|Attack by Pirates (1880)|
Hamlet ~~ Act IV Scene VI
A sailor arrives in Denmark and speaks with Horatio. He hands over a letter from Hamlet and other letters for the King. The letter reveals that the ship was attacked by pirates on its way to England and somehow Hamlet ended up as their only prisoner. Hamlet urges Horatio to come to him immediately as he has amazing things to tell him. Rosencrantz and Guildenstern are headed to England.
Horatio rushes to deliver the letters so he can set off to find Hamlet directly.

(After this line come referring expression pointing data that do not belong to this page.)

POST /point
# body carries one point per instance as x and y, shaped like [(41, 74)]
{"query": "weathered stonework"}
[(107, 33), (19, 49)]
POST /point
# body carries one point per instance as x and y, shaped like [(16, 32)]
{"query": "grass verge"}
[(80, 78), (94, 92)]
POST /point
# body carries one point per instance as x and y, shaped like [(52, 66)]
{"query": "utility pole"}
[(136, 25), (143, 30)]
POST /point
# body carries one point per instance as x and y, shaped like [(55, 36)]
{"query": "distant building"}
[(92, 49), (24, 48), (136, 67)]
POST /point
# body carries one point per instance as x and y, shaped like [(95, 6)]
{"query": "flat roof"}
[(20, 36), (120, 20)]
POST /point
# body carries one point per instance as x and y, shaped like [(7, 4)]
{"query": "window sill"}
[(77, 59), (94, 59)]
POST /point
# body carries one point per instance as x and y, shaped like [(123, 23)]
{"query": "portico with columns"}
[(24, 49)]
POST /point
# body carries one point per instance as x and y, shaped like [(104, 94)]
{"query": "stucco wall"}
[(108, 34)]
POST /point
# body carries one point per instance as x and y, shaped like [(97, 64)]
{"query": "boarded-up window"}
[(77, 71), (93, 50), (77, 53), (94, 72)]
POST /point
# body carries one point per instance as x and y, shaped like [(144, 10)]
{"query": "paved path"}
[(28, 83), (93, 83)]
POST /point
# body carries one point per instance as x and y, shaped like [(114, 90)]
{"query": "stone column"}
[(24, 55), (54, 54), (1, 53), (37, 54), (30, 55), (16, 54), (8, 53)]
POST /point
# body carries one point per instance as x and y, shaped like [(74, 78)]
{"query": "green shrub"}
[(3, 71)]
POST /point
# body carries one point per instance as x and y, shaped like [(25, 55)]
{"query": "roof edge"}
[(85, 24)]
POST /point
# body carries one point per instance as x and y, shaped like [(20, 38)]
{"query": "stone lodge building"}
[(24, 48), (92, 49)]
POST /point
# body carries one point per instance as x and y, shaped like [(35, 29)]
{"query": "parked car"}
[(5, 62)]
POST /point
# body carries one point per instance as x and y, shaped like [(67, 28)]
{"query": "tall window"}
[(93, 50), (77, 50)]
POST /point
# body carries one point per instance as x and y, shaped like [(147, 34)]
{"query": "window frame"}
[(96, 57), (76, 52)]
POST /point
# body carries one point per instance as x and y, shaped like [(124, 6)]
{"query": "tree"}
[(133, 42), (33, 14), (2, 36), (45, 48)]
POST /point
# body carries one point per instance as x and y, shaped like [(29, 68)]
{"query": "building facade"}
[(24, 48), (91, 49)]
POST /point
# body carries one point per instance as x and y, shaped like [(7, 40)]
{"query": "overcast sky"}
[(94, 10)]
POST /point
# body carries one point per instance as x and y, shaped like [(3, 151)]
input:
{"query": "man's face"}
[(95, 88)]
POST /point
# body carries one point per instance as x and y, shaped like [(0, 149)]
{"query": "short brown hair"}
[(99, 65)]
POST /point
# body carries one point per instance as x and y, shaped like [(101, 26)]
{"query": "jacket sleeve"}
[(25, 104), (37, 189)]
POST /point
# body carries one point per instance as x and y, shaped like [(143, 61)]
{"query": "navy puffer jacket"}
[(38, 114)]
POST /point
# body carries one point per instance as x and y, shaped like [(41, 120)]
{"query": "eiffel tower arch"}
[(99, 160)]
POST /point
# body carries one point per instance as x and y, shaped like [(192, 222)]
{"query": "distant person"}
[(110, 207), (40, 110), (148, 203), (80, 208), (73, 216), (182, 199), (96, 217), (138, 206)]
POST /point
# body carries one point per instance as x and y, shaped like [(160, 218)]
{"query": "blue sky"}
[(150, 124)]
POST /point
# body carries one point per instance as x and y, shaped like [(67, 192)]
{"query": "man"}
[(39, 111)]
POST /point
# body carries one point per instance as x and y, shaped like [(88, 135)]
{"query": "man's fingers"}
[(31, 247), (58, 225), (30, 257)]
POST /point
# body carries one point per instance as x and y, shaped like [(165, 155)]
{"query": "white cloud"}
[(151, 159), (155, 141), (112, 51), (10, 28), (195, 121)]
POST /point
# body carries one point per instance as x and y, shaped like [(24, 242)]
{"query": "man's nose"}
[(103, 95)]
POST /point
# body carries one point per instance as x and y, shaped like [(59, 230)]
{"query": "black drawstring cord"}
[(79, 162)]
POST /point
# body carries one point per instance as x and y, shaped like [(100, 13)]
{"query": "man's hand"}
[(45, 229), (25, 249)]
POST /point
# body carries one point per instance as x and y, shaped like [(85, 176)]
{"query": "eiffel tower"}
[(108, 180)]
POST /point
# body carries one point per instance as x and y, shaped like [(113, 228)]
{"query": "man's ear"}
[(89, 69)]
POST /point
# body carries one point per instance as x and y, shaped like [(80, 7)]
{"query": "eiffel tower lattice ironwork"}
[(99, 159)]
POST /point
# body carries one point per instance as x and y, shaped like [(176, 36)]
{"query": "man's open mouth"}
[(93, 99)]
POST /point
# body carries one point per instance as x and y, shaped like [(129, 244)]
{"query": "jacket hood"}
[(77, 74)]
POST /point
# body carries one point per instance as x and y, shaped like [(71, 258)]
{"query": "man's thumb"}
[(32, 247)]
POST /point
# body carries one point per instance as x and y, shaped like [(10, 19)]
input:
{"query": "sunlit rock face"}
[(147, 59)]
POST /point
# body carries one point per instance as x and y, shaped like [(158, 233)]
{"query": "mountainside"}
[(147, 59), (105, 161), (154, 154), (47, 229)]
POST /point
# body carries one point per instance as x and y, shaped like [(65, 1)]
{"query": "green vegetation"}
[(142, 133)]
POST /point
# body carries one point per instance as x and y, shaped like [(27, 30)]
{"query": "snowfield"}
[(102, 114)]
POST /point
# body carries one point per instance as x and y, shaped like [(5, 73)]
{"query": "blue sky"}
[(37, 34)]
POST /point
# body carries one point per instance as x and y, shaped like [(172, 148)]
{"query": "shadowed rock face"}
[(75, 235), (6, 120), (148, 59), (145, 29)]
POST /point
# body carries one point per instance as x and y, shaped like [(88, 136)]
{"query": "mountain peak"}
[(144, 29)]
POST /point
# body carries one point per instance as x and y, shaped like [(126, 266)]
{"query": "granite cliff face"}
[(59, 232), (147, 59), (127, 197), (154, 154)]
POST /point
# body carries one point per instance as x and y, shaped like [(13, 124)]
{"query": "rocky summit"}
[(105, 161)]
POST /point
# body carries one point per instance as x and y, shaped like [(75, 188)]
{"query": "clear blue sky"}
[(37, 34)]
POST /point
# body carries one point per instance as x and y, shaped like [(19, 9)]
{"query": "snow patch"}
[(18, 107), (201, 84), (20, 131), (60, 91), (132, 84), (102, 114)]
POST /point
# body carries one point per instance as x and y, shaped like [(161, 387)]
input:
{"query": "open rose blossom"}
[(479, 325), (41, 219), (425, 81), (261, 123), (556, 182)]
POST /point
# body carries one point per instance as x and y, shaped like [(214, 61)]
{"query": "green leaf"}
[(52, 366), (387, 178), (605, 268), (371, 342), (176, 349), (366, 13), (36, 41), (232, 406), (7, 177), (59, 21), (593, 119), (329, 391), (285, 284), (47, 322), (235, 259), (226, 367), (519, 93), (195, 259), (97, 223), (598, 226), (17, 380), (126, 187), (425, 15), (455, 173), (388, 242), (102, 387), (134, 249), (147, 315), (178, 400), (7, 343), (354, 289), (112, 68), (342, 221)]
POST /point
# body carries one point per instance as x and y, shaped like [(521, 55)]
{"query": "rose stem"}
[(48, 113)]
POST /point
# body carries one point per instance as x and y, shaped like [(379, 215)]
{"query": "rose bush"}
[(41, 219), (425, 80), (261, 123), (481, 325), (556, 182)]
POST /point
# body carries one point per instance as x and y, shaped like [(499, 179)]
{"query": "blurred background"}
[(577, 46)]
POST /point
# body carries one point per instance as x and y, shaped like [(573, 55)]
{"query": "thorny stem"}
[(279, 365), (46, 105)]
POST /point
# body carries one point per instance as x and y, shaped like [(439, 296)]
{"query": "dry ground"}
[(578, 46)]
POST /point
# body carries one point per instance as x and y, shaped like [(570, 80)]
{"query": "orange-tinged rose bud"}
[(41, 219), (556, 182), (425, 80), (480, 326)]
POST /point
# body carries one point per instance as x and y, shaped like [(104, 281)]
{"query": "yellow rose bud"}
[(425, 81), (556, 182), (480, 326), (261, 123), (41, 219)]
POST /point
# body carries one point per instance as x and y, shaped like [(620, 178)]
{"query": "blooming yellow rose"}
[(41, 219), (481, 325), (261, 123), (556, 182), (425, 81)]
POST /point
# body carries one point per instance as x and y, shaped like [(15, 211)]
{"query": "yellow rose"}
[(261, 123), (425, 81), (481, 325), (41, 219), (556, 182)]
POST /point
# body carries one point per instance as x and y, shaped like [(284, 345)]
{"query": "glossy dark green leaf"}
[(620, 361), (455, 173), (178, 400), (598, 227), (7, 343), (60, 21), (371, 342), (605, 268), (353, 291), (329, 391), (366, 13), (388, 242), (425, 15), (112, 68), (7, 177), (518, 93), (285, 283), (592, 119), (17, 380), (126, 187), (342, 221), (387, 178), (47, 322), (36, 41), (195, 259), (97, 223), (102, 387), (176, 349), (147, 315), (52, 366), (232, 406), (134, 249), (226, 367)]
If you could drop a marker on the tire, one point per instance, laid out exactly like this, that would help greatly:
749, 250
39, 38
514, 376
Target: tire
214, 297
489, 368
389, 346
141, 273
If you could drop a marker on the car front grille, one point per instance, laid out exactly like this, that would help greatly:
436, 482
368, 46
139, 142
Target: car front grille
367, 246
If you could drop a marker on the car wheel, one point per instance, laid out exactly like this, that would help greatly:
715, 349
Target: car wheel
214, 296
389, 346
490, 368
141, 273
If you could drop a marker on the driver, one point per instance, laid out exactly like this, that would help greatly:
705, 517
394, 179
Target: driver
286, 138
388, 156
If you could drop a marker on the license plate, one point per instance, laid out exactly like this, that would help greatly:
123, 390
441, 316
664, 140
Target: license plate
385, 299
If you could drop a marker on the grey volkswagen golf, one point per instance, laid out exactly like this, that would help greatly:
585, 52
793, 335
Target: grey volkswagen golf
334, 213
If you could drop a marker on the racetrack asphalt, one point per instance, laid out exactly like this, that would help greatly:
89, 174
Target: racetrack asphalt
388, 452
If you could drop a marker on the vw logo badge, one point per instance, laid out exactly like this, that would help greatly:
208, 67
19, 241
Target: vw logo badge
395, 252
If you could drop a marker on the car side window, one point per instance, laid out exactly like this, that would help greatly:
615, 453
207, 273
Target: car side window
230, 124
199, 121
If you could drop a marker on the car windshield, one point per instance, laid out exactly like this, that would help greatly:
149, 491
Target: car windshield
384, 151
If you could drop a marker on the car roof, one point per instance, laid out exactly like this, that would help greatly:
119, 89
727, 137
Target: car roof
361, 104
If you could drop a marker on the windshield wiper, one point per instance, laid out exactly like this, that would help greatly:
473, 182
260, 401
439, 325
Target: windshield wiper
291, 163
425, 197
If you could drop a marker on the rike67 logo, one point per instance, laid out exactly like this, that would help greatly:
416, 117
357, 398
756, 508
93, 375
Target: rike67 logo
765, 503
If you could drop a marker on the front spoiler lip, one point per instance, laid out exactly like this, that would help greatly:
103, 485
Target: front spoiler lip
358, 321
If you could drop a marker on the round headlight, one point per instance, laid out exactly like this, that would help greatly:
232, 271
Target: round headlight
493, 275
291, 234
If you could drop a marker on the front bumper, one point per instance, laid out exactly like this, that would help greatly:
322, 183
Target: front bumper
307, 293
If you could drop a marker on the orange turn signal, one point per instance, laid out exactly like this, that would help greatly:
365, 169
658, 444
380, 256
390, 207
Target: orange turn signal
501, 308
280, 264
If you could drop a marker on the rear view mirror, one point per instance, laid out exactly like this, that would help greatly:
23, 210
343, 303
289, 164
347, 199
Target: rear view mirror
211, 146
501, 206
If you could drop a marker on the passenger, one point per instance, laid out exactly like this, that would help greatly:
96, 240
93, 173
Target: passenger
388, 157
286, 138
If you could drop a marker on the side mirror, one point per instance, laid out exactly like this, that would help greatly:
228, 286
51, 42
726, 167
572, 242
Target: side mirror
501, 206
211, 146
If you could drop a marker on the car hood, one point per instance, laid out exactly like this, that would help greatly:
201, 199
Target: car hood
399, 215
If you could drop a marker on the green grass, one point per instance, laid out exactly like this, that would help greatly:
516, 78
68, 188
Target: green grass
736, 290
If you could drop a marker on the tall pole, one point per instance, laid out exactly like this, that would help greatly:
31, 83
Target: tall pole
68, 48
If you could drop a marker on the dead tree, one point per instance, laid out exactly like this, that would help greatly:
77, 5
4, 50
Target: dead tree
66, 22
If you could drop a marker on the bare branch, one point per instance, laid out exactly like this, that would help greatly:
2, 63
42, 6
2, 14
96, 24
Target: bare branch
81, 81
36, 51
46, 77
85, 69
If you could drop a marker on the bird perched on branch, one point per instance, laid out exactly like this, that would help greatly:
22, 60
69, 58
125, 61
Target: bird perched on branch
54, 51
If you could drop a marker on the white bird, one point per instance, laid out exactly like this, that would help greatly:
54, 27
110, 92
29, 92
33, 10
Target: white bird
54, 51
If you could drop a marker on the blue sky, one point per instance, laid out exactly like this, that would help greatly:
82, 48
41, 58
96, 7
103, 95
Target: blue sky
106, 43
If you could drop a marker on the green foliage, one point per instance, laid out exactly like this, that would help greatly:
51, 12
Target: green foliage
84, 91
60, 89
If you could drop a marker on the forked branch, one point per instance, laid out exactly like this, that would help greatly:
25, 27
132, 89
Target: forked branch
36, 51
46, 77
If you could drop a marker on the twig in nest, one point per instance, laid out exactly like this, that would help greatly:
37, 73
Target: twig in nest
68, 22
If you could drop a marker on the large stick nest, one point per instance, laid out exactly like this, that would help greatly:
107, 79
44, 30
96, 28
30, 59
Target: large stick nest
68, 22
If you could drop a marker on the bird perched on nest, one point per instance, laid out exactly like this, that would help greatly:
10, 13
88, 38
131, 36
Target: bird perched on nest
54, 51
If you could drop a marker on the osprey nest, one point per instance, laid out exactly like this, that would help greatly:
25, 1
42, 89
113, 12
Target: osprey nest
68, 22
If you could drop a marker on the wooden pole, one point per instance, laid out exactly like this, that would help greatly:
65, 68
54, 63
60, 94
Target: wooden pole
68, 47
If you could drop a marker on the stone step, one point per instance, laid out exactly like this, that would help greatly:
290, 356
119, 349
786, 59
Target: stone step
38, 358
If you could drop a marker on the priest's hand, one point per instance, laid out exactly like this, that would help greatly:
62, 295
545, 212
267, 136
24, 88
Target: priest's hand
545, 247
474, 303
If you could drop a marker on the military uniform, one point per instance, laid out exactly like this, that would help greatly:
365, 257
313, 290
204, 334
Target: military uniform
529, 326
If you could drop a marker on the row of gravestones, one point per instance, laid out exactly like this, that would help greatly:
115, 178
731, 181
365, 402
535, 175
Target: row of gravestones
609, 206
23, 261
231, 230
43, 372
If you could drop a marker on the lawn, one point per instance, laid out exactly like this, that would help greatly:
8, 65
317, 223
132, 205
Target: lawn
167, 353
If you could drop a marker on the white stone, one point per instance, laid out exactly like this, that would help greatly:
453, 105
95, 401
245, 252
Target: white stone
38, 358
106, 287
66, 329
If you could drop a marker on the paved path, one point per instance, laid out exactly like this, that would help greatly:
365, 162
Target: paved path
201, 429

|Combat naval, ou un navire maltais attaqué par des pirates algériens|
Phillipe-Jacques de Loutherbourg
source Wikimedia Commons
Okay, this is interesting. Hamlet has been abducted by pirates. He is the only prisoner. I have a hard time believing that the Prince of Denmark is the only one taken by the pirates, unless he put himself in a position to be taken. He must know that he would be safe if he could get Claudius to pay for his release. And in reality, he is only going from being a prisoner in one camp, to being a prisoner in another. His actions are brilliant, and once again, he keeps Claudius on his toes, always unsure of Hamlet's actions, and now even his whereabouts. Hamlet may have been lamenting his inaction in previous scenes, but the torture of uncertainty that he is putting Claudius through must be excruciating. Is his inaction more effective than action?